Mas «economia» significa também a arte de se ater ao estritamente necessário. Dizem os teólogos que Deus age «economicamente»: a sua «intervenção» dá-se de forma sóbria e discreta. Segundo a «economia da salvação», Deus «intervém» na História como «dialogante com o ser humano», promovendo a sua dignidade, conhecimento próprio e conhecimento do mundo. Neste processo, os cristãos vêem Jesus Cristo como «a pedra angular».

Foi portanto com «economia de 1ª classe», justamente em duas alíneas, que Jesus respondeu. A primeira alínea seria igual à de qualquer estudioso da Lei: amar a Deus a sério. Não é só reconhecer teoricamente que nenhum valor é superior a Deus: é querer olhar para Ele como um filho que diz «o meu pai é o maior»… um pai amigo que acompanha nos passos difíceis e nas brincadeiras. Reconhecendo-o como o incansável defensor da nossa felicidade, estamos a assinar a garantia de qualidade das acções humanas e assim ficamos alerta para não transformar o trabalho, dinheiro, sucesso, força, sexo, poder… (coisas boas em si) em destruição quer de nós próprios quer dos outros.

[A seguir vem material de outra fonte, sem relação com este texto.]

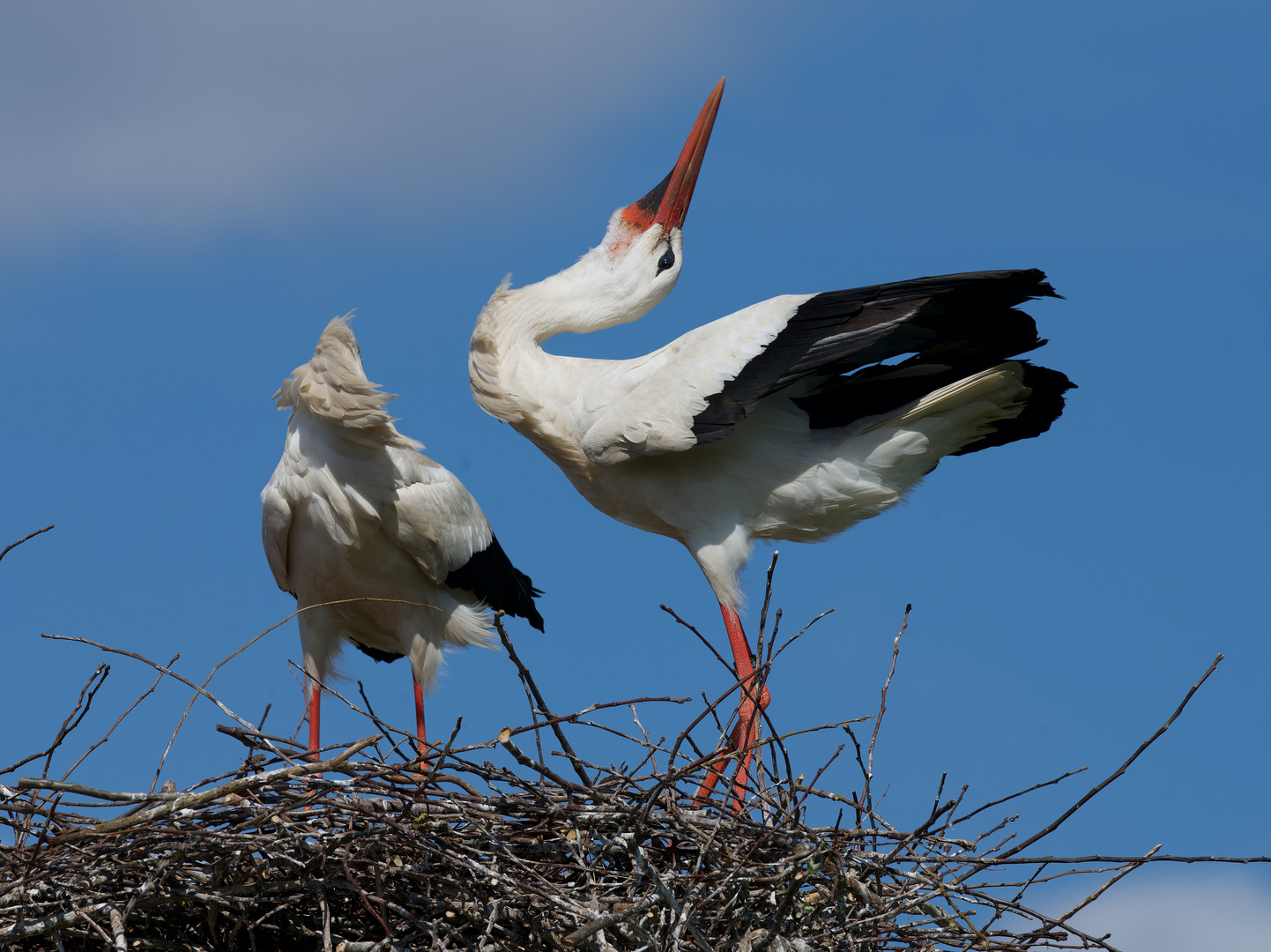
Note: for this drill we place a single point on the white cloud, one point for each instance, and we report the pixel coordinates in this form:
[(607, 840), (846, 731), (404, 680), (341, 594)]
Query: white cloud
[(161, 118), (1208, 913)]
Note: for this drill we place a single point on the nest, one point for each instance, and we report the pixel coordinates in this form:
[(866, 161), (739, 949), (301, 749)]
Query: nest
[(371, 848)]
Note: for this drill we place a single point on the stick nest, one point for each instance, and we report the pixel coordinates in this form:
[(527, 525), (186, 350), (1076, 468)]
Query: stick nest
[(373, 849)]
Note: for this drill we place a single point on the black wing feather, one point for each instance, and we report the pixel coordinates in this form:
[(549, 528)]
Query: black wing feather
[(492, 577), (837, 332)]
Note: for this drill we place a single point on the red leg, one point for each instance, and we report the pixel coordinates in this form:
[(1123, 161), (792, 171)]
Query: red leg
[(419, 718), (747, 730), (314, 718)]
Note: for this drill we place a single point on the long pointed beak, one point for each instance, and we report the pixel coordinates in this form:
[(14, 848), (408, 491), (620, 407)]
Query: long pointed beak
[(669, 202)]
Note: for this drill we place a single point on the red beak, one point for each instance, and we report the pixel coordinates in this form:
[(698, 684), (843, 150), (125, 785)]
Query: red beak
[(669, 202)]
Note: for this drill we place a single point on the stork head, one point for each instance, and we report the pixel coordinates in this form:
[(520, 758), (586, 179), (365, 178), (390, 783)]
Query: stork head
[(643, 243)]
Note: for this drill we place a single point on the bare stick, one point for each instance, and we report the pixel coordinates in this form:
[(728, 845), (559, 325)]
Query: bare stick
[(95, 681), (1104, 888), (29, 535), (120, 719), (543, 705), (882, 705), (1120, 770), (702, 638), (1035, 787)]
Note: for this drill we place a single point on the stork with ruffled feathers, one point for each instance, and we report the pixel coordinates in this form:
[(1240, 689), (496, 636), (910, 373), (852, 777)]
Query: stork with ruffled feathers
[(788, 420), (355, 514)]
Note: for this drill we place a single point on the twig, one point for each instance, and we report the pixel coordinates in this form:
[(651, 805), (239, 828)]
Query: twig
[(538, 698), (882, 705), (29, 535), (1120, 770)]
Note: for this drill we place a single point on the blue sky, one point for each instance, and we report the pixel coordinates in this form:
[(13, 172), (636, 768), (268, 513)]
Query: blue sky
[(187, 195)]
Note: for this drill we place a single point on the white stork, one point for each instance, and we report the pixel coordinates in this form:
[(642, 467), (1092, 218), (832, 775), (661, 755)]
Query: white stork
[(355, 511), (783, 420)]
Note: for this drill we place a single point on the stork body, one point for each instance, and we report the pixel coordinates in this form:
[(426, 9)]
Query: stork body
[(355, 512), (783, 420)]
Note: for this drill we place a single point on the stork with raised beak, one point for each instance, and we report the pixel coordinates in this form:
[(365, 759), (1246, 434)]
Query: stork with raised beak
[(793, 419)]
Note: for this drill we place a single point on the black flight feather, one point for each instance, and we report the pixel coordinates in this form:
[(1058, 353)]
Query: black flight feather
[(492, 577), (958, 318), (376, 653)]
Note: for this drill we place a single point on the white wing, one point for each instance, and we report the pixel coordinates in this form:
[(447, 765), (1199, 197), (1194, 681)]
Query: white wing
[(433, 517)]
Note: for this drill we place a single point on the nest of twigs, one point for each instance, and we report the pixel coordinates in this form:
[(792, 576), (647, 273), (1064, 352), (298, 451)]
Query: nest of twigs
[(370, 849)]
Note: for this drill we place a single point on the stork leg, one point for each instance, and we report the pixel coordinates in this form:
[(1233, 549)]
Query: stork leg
[(314, 718), (745, 733)]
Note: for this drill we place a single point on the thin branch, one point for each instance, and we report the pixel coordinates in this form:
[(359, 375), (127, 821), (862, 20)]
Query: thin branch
[(29, 535)]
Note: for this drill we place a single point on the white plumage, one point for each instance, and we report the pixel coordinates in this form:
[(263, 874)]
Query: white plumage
[(781, 420), (355, 511)]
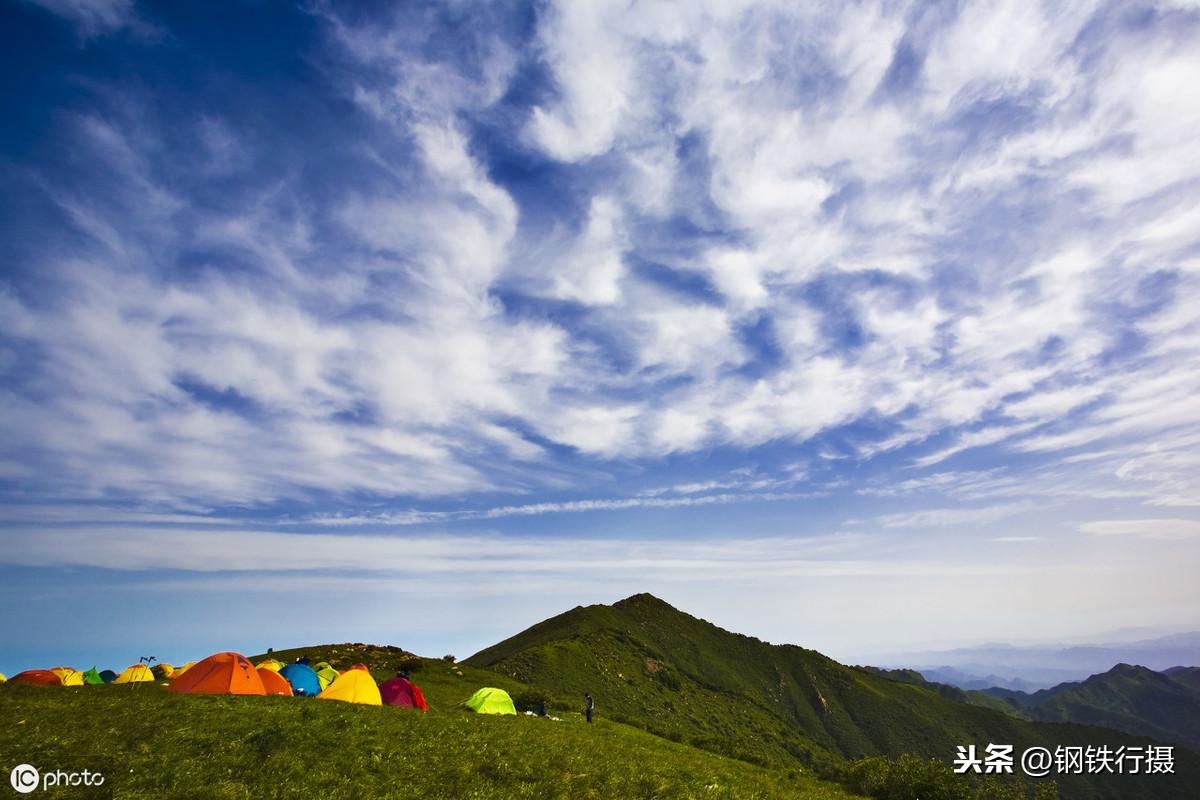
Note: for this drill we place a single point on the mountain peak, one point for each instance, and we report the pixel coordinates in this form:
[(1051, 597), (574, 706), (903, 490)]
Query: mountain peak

A 2ª alínea é ainda mais breve: «ama o próximo como a ti mesmo». Jesus diz que este «mandamento» é «semelhante» mas não igual ao primeiro. Ou seja: Deus é a garantia do amor. Esta alínea também aponta para o valor fundamental da auto-estima: para ajudar alguém, tem que se ser e estar equilibrado, por muitos falhanços que vejamos na vida.

A exigência requer precisão – «economia». Por isso, para Jesus, o que importa é a atitude sincera de procurar o melhor nas diferentes e por vezes dramáticas circunstâncias da vida.

O Papa Francisco pôs a mão na ferida: perdemos muito tempo (e dinheiro…) a discutir e fabricar regulamentações e até «dogmas» – e afastamo-nos do essencial. Tapamos a floresta com as árvores. É o que acontece em temas como sexo, família, divórcio… Abordamos os grandes problemas com serenidade e realismo? E também com um «coração sincero»: que não se esquece de «amar o próximo como a nós mesmos» e ver em Deus o único garante da felicidade; que vence os preconceitos de ver a resposta nas leis existentes ou em livros mais ou menos «sagrados», mas que aprofunda o que é o amor para os seres humanos. E na prática, ajudamos a que o amor cresça em cada pessoa e se fortifique com as provas mais duras? Ou armamos em juízes bem sentados?

Não podemos fugir a estas questões acusando-as de generalistas e ineficazes. Existe o perigo de sermos levados pelo comodismo ou pela lógica «infalível» do poder instituído.

A «economia» exige apenas 2 alíneas para definir o essencial. Nem são 2 leis. A religiosidade e moral «extremistas» de Jesus (como em Mateus,5-7) são apelos ou desafios de natureza ética e religiosa, para que nunca nos cansemos de procurar o melhor em tudo o que fazemos. Com as 2 alíneas.